I know this subject is well discussed but I've come around a case I don't really understand how the recursive method is "slower" than a method using "reduce,lambda,xrange".

def factorial2(x, rest=1):

if x <= 1:

return rest


return factorial2(x-1, rest*x)

def factorial3(x):

if x <= 1:

return 1

return reduce(lambda a, b: a*b, xrange(1, x+1))

I know python doesn't optimize tail recursion so the question isn't about it. To my understanding, a generator should still generate n amount of numbers using the +1 operator. So technically, fact(n) should add a number n times just like the recursive one. The lambda in the reduce will be called n times just as the recursive method... So since we don't have tail call optimization in both case, stacks will be created/destroyed and returned n times. And a if in the generator should check when to raise a StopIteration exception.

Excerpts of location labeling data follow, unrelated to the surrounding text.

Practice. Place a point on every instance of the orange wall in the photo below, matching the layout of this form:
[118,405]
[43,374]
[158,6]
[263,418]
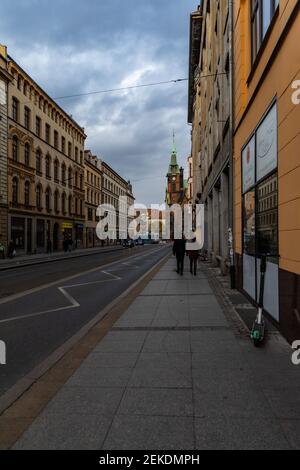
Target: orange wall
[277,83]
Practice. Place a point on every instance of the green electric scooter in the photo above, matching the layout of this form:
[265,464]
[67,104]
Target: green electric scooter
[258,329]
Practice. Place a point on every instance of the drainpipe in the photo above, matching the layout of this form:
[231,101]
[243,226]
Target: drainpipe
[231,232]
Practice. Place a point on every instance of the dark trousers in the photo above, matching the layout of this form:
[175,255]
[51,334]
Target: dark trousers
[180,263]
[193,265]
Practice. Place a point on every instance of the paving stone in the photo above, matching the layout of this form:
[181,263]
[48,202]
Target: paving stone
[150,433]
[239,434]
[65,432]
[86,400]
[157,402]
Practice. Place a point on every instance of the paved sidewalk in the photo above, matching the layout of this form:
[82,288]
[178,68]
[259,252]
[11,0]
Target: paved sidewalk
[46,257]
[172,374]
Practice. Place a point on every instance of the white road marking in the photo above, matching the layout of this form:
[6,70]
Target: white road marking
[68,296]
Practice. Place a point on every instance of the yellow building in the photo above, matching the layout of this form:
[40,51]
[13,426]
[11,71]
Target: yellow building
[5,78]
[266,155]
[45,169]
[93,184]
[209,113]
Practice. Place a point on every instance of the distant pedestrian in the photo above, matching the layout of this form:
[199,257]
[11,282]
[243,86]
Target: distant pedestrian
[11,252]
[2,250]
[194,256]
[179,252]
[49,246]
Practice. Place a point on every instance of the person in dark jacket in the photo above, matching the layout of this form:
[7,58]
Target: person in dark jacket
[179,252]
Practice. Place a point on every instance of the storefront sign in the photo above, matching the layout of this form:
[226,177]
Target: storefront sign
[266,141]
[248,159]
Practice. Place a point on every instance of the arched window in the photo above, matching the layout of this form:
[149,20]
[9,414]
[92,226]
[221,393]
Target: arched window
[70,177]
[15,153]
[15,192]
[38,195]
[70,205]
[47,199]
[56,170]
[48,168]
[56,201]
[27,154]
[38,161]
[63,203]
[27,193]
[63,174]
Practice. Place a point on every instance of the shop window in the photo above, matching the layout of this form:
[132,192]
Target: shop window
[262,12]
[15,190]
[38,161]
[40,233]
[18,232]
[267,217]
[27,193]
[15,148]
[27,154]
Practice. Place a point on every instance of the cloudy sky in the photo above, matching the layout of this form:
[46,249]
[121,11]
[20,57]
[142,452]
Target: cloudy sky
[79,46]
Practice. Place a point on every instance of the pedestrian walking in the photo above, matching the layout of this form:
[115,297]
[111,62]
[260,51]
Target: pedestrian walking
[11,252]
[49,246]
[179,252]
[193,256]
[2,250]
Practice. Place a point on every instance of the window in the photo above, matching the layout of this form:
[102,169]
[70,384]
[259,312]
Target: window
[15,191]
[56,201]
[56,139]
[38,196]
[15,148]
[27,117]
[47,200]
[63,203]
[27,194]
[70,177]
[38,161]
[27,154]
[267,217]
[48,164]
[249,223]
[47,133]
[70,205]
[262,12]
[38,126]
[56,171]
[15,109]
[63,145]
[63,174]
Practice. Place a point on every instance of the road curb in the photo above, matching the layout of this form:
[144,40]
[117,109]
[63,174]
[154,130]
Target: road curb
[57,364]
[63,258]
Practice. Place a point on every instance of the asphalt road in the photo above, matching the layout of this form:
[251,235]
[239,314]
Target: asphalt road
[34,324]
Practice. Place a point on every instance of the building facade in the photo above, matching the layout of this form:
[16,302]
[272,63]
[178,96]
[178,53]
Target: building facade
[45,169]
[113,188]
[209,113]
[4,81]
[266,155]
[93,181]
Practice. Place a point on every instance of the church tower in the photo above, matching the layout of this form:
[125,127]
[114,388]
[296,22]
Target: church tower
[175,191]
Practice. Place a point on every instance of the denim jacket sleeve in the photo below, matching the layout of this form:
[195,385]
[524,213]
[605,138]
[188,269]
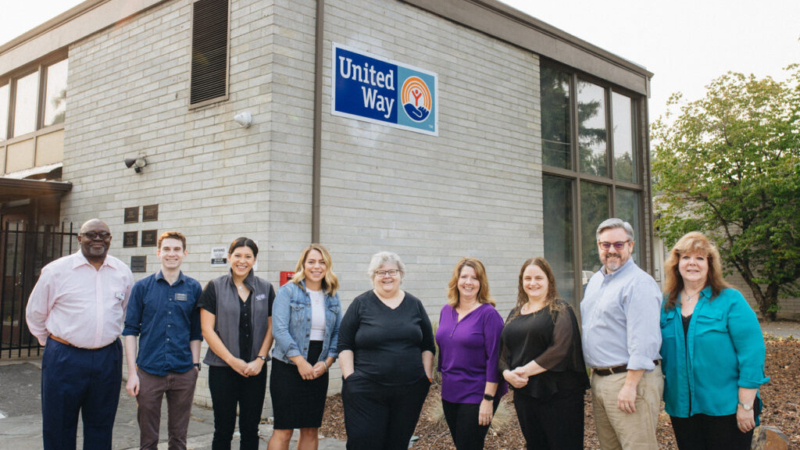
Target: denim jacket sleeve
[333,351]
[281,316]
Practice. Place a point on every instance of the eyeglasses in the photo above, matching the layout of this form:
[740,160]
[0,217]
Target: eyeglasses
[92,235]
[617,245]
[383,273]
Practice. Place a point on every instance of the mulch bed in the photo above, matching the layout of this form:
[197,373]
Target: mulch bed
[781,398]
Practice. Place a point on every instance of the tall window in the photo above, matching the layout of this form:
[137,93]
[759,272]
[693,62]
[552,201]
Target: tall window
[209,52]
[21,110]
[592,171]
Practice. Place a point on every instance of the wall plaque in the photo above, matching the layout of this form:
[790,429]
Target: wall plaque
[138,263]
[132,215]
[149,213]
[130,238]
[149,238]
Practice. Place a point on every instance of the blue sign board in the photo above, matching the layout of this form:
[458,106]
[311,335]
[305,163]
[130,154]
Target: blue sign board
[374,89]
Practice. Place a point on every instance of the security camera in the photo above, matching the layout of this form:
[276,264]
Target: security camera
[136,163]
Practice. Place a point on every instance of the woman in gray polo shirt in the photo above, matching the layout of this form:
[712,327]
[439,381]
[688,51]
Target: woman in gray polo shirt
[236,319]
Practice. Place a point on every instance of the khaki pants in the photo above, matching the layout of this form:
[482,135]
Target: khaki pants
[179,388]
[618,430]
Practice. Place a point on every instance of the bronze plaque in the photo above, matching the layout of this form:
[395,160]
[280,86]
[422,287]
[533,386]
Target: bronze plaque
[129,239]
[132,215]
[149,213]
[138,263]
[149,238]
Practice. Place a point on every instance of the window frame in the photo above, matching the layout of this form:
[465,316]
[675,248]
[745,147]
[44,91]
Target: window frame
[221,98]
[576,176]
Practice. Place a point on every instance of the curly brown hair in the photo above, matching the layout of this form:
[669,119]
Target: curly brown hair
[694,243]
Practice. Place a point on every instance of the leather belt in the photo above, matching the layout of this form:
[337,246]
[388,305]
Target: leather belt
[604,372]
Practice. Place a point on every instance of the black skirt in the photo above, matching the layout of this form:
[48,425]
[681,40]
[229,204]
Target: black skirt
[297,403]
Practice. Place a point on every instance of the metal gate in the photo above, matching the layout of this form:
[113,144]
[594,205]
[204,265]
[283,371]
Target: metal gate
[26,249]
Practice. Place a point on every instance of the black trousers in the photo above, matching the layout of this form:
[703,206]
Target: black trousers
[462,419]
[555,423]
[228,389]
[702,432]
[378,417]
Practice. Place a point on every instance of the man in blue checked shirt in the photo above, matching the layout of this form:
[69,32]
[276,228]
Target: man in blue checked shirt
[621,313]
[162,313]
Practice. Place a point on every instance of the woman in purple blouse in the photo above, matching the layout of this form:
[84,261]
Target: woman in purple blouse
[469,343]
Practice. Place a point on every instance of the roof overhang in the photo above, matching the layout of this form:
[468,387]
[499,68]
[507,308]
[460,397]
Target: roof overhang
[12,189]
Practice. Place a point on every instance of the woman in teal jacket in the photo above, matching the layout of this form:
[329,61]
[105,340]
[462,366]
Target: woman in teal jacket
[712,349]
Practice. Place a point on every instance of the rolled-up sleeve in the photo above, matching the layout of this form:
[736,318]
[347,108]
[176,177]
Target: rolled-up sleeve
[39,304]
[643,322]
[748,341]
[281,317]
[492,329]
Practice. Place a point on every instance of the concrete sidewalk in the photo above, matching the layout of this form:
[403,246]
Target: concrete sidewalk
[21,420]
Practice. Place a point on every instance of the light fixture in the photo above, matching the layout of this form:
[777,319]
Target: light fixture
[137,163]
[243,119]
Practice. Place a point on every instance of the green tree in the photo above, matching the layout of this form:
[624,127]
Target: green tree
[728,166]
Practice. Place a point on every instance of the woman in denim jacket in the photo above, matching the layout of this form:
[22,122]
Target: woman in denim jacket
[306,317]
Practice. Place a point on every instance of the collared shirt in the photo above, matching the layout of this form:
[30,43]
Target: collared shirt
[78,303]
[722,351]
[166,318]
[620,312]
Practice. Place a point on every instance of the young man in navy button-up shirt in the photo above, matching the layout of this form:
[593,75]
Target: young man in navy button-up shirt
[162,313]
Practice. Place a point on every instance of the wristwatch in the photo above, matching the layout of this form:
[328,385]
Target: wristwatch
[746,407]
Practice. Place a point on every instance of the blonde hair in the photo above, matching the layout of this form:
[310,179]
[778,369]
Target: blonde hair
[552,293]
[692,243]
[330,283]
[452,287]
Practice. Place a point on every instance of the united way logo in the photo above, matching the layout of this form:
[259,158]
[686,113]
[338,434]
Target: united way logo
[378,90]
[416,98]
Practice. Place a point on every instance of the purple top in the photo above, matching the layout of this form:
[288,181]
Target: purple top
[468,353]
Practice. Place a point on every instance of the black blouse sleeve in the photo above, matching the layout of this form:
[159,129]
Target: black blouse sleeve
[428,342]
[504,361]
[208,299]
[564,334]
[348,327]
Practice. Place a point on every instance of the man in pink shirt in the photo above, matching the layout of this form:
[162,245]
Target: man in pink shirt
[76,310]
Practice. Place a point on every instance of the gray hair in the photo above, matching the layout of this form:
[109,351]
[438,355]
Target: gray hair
[381,258]
[610,224]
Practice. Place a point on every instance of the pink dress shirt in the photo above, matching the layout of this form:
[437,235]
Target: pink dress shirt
[78,303]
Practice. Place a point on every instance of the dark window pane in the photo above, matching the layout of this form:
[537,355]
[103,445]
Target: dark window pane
[594,210]
[628,210]
[55,105]
[25,104]
[554,89]
[592,129]
[624,141]
[4,100]
[558,234]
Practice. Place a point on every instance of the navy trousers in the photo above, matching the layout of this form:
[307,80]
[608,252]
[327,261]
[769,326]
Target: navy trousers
[76,380]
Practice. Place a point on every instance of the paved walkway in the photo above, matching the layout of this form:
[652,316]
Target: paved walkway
[21,419]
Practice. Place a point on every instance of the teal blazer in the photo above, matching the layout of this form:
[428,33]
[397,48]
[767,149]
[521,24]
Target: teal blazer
[723,351]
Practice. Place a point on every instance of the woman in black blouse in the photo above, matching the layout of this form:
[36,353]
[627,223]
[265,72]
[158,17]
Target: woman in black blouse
[386,355]
[542,359]
[236,319]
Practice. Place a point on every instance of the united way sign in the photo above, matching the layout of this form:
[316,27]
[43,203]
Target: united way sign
[378,90]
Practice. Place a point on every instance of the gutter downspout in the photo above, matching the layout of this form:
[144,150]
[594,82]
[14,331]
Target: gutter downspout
[317,150]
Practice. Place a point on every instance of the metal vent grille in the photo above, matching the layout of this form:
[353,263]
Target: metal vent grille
[209,50]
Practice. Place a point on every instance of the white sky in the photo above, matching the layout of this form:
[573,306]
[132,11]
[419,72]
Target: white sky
[685,43]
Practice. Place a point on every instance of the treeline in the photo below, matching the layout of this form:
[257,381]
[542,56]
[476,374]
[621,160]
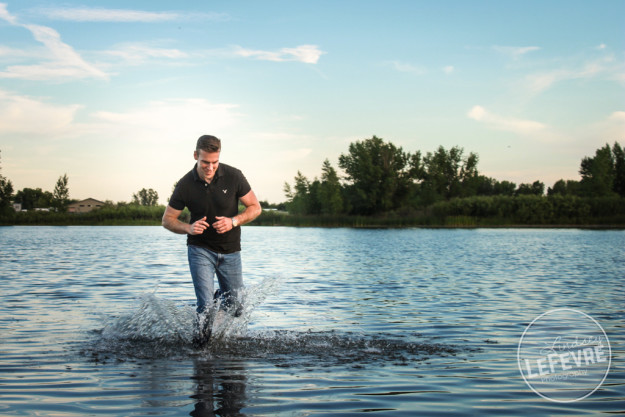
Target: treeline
[124,214]
[383,181]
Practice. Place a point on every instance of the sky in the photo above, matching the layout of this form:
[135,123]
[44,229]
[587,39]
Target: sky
[115,93]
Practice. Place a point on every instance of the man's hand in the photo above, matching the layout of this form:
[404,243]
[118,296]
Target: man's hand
[198,227]
[223,224]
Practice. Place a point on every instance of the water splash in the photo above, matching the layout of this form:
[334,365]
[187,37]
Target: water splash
[159,327]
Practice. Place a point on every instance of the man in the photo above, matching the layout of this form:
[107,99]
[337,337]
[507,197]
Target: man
[211,191]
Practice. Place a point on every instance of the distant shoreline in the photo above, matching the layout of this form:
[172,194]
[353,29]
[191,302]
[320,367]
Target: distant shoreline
[140,223]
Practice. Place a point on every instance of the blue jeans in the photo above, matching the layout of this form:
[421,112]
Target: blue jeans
[204,265]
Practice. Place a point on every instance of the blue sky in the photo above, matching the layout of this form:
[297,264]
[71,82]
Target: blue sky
[115,93]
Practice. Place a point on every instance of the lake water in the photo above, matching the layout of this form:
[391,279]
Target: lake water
[97,321]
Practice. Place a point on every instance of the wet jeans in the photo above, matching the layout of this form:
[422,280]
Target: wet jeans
[204,265]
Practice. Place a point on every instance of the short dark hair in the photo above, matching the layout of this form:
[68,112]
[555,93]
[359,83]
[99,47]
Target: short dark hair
[208,143]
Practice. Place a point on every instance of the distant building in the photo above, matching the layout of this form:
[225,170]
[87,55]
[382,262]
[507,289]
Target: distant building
[84,206]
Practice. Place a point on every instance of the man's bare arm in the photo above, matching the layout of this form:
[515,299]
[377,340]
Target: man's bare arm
[252,208]
[170,222]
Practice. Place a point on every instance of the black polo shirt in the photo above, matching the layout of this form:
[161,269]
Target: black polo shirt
[219,198]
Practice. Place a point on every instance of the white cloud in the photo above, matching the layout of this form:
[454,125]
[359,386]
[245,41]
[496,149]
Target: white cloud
[294,154]
[136,54]
[510,124]
[58,62]
[167,119]
[448,69]
[28,115]
[308,54]
[605,66]
[404,67]
[95,14]
[515,51]
[5,15]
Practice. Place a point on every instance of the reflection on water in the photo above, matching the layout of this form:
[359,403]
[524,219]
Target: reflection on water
[99,320]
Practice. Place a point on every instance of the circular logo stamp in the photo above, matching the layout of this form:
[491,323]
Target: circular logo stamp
[564,355]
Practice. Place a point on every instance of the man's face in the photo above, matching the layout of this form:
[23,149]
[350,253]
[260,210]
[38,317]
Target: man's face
[207,163]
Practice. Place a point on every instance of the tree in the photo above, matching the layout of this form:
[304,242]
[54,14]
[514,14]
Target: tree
[61,194]
[378,175]
[447,174]
[298,197]
[330,192]
[562,187]
[619,169]
[6,192]
[31,198]
[145,197]
[598,173]
[535,188]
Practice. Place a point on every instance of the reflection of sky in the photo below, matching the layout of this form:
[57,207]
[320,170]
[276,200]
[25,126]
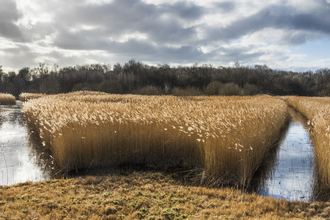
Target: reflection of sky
[17,164]
[292,177]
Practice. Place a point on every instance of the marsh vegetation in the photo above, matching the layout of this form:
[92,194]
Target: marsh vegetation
[221,139]
[227,137]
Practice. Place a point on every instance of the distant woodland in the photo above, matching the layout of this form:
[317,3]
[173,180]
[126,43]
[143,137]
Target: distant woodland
[138,78]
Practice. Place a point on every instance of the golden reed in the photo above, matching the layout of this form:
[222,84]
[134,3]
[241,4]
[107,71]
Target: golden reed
[7,99]
[226,136]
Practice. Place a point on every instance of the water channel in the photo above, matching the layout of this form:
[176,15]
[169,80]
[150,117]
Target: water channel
[287,173]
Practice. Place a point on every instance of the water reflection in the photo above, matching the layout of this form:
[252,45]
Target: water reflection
[19,160]
[291,171]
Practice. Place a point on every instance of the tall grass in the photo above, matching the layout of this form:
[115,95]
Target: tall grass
[227,137]
[7,99]
[27,96]
[317,111]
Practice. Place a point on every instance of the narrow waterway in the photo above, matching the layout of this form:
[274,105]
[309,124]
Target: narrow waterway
[291,172]
[288,172]
[19,159]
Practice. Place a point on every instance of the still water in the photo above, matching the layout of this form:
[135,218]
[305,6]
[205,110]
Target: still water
[19,159]
[291,173]
[286,173]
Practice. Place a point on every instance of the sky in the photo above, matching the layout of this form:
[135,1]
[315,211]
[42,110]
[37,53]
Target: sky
[282,34]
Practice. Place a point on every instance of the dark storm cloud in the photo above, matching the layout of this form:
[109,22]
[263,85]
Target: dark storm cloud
[278,17]
[225,6]
[8,15]
[160,23]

This makes me wonder why does the recursive method still slowlier than the other one since the recursive one use simple arithmetic and doesn't use generators.

In a test, I replaced rest*x by x in the recursive method and the time spent got reduced on par with the method using reduce.

Here are my timings for fact(400), 1000 times

factorial3 : 1.22370505333

factorial2 : 1.79896998405


Making the method start from 1 to n doesn't help either instead of n to 1. So not an overhead with the -1.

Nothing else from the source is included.